What is the best technique to use the shift-inverse diagonalisation technique in Julia? I have used Arpack.jl but it doesn’t seem to be much faster; I am not sure how it handles the inverse part. So I would like to understand a better technique to get some eigenpairs of a large sparse hermitian matrix around a specified point in the spectrum, say the middle.
Furthermore, I need this in my research related to a random field spin chain model, where there is a random parameter in my Hamiltonian, the matrix I want to diagonalise. And because of the randomness, I need to diagonalise several instances of the Hamiltonian, and finally calculate some averages. So I was wondering if there is a nicer way to do this parallelly?
Thanks for letting me know about this library. It seems it’ll work for me. However, I was also wondering if you could tell me whether this technique is threadsafe. I mean if I have to do this diagonalization many times with a slightly different matrix and each time I calculate some quantity out of the obtained eigenvectors.

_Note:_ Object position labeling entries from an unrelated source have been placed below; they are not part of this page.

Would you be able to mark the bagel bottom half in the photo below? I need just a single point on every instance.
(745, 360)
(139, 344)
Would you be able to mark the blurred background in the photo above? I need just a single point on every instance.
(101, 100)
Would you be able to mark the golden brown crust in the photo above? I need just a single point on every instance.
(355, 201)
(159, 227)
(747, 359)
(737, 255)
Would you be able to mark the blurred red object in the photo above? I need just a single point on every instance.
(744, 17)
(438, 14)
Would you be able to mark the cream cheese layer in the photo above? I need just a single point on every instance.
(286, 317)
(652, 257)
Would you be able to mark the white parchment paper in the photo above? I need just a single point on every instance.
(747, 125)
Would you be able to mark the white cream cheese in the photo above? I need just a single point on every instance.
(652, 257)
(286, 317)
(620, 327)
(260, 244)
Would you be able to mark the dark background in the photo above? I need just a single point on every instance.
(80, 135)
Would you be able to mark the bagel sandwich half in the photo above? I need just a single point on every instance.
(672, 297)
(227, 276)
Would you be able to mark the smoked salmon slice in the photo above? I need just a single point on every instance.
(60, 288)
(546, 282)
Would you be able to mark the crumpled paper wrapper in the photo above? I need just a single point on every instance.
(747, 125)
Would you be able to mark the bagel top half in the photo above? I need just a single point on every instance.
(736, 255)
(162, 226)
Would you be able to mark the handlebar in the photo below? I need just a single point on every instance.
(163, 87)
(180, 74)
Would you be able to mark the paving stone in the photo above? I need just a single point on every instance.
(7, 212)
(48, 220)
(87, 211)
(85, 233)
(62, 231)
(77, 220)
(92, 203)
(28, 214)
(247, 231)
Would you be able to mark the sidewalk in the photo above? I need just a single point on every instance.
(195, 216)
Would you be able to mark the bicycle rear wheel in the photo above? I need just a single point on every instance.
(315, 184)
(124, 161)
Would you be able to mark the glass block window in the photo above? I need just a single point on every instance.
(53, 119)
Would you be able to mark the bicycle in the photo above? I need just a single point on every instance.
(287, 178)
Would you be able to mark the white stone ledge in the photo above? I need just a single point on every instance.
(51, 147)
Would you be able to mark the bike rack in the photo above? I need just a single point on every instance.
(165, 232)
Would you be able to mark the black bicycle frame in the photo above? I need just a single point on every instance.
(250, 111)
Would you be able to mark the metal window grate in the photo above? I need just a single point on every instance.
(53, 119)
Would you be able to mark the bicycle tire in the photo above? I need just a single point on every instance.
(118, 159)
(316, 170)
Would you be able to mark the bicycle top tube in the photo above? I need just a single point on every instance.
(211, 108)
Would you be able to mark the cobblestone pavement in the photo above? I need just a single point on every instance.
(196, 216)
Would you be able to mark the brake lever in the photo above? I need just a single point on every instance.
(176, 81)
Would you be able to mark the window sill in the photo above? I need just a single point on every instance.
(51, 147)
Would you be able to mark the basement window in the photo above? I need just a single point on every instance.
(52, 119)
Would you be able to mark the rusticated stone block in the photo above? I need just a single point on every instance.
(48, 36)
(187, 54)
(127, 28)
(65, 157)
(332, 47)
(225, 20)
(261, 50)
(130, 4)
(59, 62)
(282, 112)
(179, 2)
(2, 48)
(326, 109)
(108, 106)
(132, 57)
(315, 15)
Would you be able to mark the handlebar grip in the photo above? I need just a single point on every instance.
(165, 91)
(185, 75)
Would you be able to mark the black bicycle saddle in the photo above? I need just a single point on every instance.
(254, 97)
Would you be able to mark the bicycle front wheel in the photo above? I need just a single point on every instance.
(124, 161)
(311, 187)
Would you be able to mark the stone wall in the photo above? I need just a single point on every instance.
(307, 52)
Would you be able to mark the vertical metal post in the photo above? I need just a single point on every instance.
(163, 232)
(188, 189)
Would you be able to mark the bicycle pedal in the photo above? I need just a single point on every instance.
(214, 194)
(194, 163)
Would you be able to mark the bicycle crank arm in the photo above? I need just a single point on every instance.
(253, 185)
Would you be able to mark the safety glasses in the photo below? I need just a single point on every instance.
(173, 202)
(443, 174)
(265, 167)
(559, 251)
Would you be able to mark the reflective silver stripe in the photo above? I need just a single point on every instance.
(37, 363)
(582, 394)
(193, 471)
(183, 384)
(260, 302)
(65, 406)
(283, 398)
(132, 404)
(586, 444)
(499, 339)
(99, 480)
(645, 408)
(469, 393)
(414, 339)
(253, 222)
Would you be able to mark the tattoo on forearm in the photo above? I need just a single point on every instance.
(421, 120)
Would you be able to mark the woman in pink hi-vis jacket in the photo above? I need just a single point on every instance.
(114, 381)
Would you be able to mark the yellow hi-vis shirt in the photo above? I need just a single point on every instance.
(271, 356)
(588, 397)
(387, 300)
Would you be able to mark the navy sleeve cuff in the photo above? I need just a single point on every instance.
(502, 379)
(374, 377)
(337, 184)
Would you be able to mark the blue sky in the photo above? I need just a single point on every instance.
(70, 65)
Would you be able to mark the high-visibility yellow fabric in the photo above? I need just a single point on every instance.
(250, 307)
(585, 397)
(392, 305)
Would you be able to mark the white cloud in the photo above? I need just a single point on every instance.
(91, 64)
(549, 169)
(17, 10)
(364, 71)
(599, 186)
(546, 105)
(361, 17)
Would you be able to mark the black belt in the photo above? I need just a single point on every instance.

Hi, sorry to bother you again. The method described in the reference your provided fails while using sparse matrices. Since I am dealing with large matrices and many of them, it saves me a lot of memory allocation if I make use of the sparsity in the matrix. So is there any way to make it work? I tried to convert the matrix into dense form before factorization, which, if fact, helps. However, I was wondering if there was a better way.
This is strange, sounds like a bug. Could you post the error message? It should definitely work for sparse matrices (barring numerical issues like invertibility)
However, the error’s gone if I use lu() instead of factorize(), nevertheless the memory allocation is very large, compared to converting first to a dense matrix!